On March 9, Pollard Banknote announced that it had presented a proposal to INNOVA Gaming Group Inc. to acquire 100% of the issued and outstanding common shares of INNOVA at a price per share of $2.10, payable in cash. The proposed purchase price represents a significant premium of 39% to the closing price of the Shares on the Toronto Stock Exchange as of March 9, 2017, and represents a compelling value proposition for INNOVA shareholders. Pollard Banknote also announced that it has entered into an agreement with Amaya Inc. to support the Proposed Transaction in respect of the 8,180,000 common shares of INNOVA indirectly held by Amaya.
Pollard Banknote believes that INNOVA and its Diamond Game operating business represent unique assets that fit well within Pollard Banknote’s expanding product portfolio, and that the proposed acquisition of INNOVA would allow Pollard Banknote to further grow its partnership with lotteries seeking to expand their products and services.

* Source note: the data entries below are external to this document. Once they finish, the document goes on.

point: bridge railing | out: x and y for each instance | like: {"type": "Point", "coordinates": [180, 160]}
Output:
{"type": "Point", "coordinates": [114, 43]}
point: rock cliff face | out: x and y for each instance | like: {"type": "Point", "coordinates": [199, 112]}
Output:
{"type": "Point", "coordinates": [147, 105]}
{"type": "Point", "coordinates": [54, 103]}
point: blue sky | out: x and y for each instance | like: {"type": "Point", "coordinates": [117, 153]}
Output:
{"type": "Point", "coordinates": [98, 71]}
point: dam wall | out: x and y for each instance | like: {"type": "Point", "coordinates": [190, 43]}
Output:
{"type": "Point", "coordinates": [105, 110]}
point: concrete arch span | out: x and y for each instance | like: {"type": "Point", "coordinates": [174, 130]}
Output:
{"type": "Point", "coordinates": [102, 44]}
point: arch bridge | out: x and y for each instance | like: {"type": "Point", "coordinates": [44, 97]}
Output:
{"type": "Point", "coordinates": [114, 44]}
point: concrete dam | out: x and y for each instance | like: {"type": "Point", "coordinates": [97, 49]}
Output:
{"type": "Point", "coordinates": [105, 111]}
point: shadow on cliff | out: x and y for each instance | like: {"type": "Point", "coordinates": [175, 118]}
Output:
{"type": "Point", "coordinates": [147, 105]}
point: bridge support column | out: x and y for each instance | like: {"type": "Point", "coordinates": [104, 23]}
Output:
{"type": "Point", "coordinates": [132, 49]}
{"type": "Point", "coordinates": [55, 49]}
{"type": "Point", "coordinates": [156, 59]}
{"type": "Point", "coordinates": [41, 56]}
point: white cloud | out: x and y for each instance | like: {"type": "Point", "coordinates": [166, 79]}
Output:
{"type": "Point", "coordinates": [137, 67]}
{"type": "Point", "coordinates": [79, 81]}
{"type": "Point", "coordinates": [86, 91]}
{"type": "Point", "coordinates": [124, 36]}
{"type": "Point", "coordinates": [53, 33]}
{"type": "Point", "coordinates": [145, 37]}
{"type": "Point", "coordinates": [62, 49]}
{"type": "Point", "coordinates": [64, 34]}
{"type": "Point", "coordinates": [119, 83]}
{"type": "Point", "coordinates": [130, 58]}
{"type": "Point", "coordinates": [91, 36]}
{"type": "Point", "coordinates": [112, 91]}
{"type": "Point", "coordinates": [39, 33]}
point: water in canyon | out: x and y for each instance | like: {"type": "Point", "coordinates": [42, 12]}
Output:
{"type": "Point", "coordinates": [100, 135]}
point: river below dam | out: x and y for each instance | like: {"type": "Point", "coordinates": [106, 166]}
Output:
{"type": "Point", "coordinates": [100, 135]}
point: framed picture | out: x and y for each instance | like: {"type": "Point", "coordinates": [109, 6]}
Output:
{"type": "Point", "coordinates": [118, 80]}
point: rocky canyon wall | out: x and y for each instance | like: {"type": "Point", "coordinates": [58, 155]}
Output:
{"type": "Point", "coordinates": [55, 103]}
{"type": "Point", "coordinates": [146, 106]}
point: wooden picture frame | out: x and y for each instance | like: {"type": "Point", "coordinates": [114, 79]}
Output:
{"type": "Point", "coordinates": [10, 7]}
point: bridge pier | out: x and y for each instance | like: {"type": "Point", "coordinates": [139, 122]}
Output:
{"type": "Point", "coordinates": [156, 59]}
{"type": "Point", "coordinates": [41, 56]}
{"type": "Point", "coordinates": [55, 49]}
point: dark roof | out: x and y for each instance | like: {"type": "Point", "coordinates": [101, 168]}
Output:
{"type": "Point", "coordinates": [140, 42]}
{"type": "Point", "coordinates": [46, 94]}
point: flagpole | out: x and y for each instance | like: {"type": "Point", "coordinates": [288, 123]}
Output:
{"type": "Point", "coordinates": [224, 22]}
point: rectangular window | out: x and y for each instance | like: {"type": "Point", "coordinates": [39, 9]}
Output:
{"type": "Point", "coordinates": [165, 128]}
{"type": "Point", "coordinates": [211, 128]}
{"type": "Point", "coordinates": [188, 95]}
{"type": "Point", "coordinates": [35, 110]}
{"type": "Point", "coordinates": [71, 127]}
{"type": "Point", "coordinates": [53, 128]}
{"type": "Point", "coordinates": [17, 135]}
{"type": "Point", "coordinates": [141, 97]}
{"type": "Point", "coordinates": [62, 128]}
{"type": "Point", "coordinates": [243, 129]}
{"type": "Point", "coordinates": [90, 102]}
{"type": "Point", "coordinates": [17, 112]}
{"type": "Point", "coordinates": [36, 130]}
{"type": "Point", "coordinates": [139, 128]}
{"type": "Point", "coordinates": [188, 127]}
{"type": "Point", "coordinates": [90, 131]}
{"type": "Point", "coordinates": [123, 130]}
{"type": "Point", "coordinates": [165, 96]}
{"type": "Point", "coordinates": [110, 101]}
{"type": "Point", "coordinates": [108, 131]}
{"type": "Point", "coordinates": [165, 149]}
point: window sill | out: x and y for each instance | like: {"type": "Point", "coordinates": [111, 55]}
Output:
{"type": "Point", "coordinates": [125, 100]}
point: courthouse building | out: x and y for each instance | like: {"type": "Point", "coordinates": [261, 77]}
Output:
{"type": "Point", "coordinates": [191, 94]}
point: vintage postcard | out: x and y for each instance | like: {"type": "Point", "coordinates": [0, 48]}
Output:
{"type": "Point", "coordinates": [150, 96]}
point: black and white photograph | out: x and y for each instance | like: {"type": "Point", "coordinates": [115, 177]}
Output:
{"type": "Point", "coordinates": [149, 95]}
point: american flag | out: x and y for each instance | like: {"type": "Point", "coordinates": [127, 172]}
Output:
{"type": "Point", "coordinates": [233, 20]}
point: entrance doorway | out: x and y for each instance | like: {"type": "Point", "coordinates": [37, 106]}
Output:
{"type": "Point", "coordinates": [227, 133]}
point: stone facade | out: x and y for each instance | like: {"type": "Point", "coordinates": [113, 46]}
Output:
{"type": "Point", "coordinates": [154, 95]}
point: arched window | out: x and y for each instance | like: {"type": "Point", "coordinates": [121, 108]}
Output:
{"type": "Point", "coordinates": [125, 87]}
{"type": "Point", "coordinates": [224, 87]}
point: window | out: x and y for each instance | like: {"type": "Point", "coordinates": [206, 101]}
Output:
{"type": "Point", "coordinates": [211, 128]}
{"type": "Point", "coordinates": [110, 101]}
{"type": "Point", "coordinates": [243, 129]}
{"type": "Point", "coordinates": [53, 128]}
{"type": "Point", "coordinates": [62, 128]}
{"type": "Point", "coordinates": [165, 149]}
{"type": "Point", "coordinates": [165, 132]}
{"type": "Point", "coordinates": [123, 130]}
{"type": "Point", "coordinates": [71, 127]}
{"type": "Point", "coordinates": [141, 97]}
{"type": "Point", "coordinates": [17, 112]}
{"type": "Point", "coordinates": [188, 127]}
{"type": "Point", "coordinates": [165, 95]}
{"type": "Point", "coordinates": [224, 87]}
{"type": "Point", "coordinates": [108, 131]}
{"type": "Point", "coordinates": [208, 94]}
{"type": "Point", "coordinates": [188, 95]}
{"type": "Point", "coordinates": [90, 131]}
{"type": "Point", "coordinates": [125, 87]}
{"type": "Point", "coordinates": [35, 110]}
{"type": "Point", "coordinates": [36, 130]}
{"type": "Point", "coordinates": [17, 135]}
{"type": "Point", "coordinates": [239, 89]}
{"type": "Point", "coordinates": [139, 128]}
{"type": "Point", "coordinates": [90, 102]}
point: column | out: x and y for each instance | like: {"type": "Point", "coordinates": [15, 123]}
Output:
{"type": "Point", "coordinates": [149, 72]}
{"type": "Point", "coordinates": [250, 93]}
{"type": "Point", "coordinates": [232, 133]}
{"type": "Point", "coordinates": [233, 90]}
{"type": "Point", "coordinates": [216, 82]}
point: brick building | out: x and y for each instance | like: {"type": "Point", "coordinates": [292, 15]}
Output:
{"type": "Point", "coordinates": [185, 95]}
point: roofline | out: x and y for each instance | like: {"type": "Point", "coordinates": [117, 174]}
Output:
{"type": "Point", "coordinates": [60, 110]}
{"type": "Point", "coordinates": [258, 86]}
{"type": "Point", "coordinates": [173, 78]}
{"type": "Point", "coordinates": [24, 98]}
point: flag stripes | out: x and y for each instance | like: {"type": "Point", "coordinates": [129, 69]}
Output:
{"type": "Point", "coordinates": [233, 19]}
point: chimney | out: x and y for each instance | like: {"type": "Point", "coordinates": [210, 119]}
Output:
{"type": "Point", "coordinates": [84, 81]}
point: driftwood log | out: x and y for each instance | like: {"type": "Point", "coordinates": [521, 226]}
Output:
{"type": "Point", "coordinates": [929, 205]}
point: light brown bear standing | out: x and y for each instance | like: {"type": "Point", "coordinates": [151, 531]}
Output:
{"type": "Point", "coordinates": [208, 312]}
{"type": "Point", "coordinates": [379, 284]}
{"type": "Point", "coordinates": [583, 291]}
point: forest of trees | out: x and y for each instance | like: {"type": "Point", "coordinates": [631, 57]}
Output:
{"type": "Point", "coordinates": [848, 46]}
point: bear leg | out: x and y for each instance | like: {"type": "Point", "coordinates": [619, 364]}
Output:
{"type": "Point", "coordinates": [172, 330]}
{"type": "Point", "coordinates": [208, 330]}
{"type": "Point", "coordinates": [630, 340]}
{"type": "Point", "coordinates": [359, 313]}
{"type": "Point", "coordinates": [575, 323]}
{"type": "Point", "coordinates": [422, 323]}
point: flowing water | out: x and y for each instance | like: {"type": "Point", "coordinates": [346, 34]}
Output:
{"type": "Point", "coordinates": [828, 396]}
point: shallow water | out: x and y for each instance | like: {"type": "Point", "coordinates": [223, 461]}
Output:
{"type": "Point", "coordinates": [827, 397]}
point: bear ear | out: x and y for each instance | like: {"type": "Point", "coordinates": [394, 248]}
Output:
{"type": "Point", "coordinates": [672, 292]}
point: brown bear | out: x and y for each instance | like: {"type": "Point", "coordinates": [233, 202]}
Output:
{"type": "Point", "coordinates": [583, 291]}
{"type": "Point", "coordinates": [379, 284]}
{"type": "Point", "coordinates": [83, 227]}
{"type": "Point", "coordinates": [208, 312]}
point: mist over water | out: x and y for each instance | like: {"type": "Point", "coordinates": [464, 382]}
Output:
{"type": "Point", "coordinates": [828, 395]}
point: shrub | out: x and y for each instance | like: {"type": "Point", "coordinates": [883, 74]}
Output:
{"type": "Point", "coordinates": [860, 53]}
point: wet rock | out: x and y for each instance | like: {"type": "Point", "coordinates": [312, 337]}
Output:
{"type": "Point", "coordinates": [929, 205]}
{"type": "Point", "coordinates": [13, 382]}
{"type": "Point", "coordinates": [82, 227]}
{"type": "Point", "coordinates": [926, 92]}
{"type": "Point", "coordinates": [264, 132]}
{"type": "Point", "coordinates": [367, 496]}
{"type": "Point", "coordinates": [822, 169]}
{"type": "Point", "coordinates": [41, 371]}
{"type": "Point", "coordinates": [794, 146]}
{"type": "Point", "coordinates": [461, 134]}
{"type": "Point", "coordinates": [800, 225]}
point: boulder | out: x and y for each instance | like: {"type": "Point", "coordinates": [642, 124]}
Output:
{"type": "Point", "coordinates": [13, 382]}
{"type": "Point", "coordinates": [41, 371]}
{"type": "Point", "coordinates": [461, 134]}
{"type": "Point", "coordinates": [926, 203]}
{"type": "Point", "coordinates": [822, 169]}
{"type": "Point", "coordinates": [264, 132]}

By leveraging more than 30 years of experience in the lottery and charitable gaming market, Pollard Banknote believes it would provide an exceptional vehicle to increase and maximize the expansion of INNOVA’s3
product portfolio both to existing customers and by initiating new opportunities.
Pollard Banknote and INNOVA share many of the same customers and Pollard Banknote believes there are opportunities to leverage these relationships to grow the combined revenue base of Pollard Banknote and INNOVA.
Pollard Banknote believes that by leveraging key customer relationships and achieving economies and efficiencies of scale, if the Proposed Transaction is completed, the combined business would be better positioned to compete and grow in the lottery and charitable gaming sectors.
If the Proposed Transaction proceeds, Pollard Banknote expects to finance the Proposed Transaction by drawing on its syndicated credit facility and through additional subordinated debt financing to be provided by Pollard Equities Limited.
Under the terms of the Amaya Support Agreement, Amaya has agreed to vote in favor of, and/or tender all of its Shares, representing approximately 40.45% of the outstanding Shares, to the Proposed Transaction in any form, including a plan of arrangement, take-over bid or other acquisition method. Pollard Banknote has agreed that completion of the Proposed Transaction will not be subject to financing, due diligence or any other condition requiring access to information from INNOVA, and that any acquisition agreement entered into by Pollard Banknote with INNOVA in connection with the Proposed Transaction will include customary “fiduciary out”, “right to match” and termination provisions.
The Amaya Support Agreement also contains customary covenants by Amaya that it not solicit or in any manner assist with any proposal for a transaction involving INNOVA other than the Proposed Transaction.